Parfois cependant, voulant exprimer sa vocation constante pour le crime, le réalisateur se borne à s'appuyer sur l'image plastique. Le rythme fluide de la séquence est alors interrompu par un plan particulier : par exemple, le close-up de tes yeux. Deux fois il utilise l'image des yeux : comme ellipse dans la profanation du cousin et comme prologue dans la profanation de la mère. Dans le premier instant, l'utilisation est en effet plus complexe, car elle fait partie de l'admirable montage avec lequel elle évoque le viol de Thilde : on entend le cri perçant en pleine nuit, synchronisé avec l'image du vieux Baron se levant du lit d'un air interrogateur; et la phrase se termine par un cliché des yeux de Martin, phosphorescents comme ceux d'une panthère.

Martin et le crime sont coextensifs. Mais au départ, le crime est déviance, malheur, défaut, anormalité. Martin apparaît comme un dégénéré marginal, qui ne rentre pas dans les cadres éthiques dominants ; un homme déguisé en femme, habillé en Lola-Marlene.

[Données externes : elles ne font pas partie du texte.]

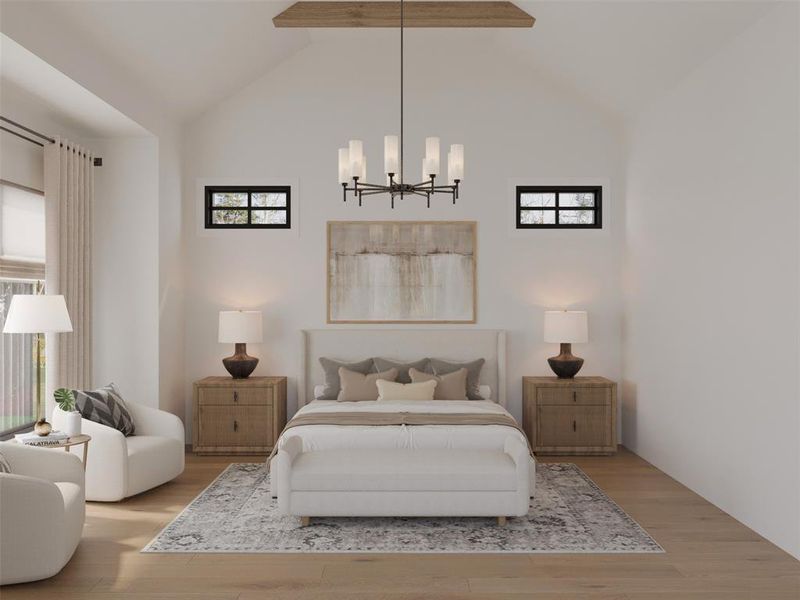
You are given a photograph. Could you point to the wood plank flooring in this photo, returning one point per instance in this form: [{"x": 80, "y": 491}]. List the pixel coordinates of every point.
[{"x": 710, "y": 556}]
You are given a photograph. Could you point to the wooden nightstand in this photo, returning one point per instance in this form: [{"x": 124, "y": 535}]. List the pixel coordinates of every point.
[
  {"x": 238, "y": 416},
  {"x": 570, "y": 416}
]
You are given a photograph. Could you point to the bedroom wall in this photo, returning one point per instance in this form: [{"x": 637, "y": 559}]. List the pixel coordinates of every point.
[
  {"x": 286, "y": 127},
  {"x": 125, "y": 259},
  {"x": 712, "y": 305},
  {"x": 125, "y": 266},
  {"x": 31, "y": 24}
]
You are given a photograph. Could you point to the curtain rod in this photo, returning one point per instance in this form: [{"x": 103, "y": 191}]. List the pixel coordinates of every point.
[{"x": 98, "y": 161}]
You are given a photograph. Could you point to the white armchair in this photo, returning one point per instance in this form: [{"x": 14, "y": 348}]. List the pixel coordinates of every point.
[
  {"x": 119, "y": 467},
  {"x": 42, "y": 512}
]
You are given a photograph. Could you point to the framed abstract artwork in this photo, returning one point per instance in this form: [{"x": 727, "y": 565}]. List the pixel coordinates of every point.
[{"x": 401, "y": 271}]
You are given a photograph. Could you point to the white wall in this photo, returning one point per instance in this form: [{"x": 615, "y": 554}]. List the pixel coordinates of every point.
[
  {"x": 711, "y": 330},
  {"x": 287, "y": 126},
  {"x": 31, "y": 25},
  {"x": 22, "y": 162},
  {"x": 125, "y": 267},
  {"x": 126, "y": 239}
]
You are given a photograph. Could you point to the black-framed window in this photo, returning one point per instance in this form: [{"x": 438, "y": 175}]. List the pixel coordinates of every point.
[
  {"x": 560, "y": 207},
  {"x": 248, "y": 207}
]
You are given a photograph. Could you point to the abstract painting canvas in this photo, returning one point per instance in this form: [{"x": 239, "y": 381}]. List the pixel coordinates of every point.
[{"x": 401, "y": 271}]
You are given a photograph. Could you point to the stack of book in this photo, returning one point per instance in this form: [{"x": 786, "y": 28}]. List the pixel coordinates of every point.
[{"x": 55, "y": 438}]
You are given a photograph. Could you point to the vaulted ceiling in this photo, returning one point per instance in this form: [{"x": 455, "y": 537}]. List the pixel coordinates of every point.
[{"x": 191, "y": 55}]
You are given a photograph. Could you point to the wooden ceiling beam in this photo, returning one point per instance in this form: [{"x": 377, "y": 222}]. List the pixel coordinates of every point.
[{"x": 417, "y": 14}]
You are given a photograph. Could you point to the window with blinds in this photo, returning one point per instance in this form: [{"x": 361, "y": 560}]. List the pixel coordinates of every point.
[
  {"x": 22, "y": 259},
  {"x": 21, "y": 233}
]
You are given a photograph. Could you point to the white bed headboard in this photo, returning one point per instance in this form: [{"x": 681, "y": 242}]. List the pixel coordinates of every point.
[{"x": 403, "y": 345}]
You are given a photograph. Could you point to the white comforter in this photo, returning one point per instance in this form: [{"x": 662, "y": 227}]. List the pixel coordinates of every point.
[{"x": 326, "y": 437}]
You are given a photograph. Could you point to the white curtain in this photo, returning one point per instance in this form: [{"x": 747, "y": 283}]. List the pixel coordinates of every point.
[{"x": 69, "y": 198}]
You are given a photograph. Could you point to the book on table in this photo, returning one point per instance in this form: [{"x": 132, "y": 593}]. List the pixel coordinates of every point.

Le nazisme, cependant, a créé un état de choses où les dégénérés, loin d'être hors de caractère, s'intègrent normalement. La personnalité disponible de Martin, son humanité absente, se réaliseront désormais en sens inverse : son dernier travesti ce sera l'uniforme SS D'où l'importance symbolique du geste avec lequel il se coiffe, l'accord final dans lequel il termine l'évolution cohérente qui l'a transformé d'une petite femme effrayée en un officier dur et implacable.

C'est en uniforme SS, de la tête aux pieds, qui, intégré au nouvel ordre, préside à la destruction définitive de l'ordre ancien, auquel il appartenait mais qui ne l'a jamais pleinement accueilli. Le crime ultime de Martin jette une lumière rétrospective sur les crimes antérieurs qu'il a commis : ils cessent alors d'être des fautes, pour devenir les épreuves successives d'un long rituel initiatique, l'équivalent macabre de la sélection que Himmler jugeait nécessaire à ce genre d'ordre chevaleresque, quintessence du nazisme – les SS formés dans le Ordensbourg.

L'intention flagrante du réalisateur, en créant le personnage, était de montrer, parallèlement à la formation du nazisme, à sa constitution définitive comme seule force de l'État, écrasant les antagonismes, les divergences et les adhésions insuffisantes, l'émergence d'un individu monstrueux, comme ceux il a généré. Le film est à la fois l'anatomie du nazisme et l'histoire d'un nazi type, à savoir Martin von Essenbeck.

Les dieux maudits ils manifestent donc un savoir politique aigu, rendu singulièrement efficace par la force de leur structure cachée, que l'analyse révèle. Mais si nous ne connaissions pas les faits et ne pouvions pas apprécier la rigueur avec laquelle Luchino Visconti les transfigure, en procédant à une très habile réduction structurelle, le film conserverait tout de même son impact d'œuvre d'art, dû à la cohérence du premier niveau de sens, c'est-à-dire l'histoire de la lutte pour le pouvoir économique au sein d'une famille.

Post Scriptum

Bénéfices nets de la firme Krupp alors que le réarmement nazi s'accélérait (en millions de marks) :

1935…………………………………………………..57.216.392,00

1938…………………………………………………..97.071.632,00

1941…………………………………………….111.555.216,00 XNUMX XNUMX

*Gilda de Mello et Souza (1919-2005) était professeur d'esthétique au département de philosophie de l'USP. Auteur, entre autres livres, de exercices de lecture (Editeur 34).

*Antonio Candido (1918-2017) était professeur émérite à la Faculté de philosophie, lettres et sciences humaines de l'USP. Auteur, entre autres livres, de L'Albatros et les Chinois (Or sur bleu).

Article initialement publié dans le magazine Discours nº 2, [https://www.revistas.usp.br/discurso/article/view/37723/40450]

Référence


Les dieux maudits (La Caduta Degli Dei)

Italie, 1969, 156 min.

Réalisé par : Luchino Visconti

Avec : Dirk Bogarde, Ingrid Thulin, Helmut Griem, Helmut Berger, Renaua Verley, Umberto Orsini, René Koldehoff, Albrecht Schönhals, Charlotte Rampling, Florinda Bolkan.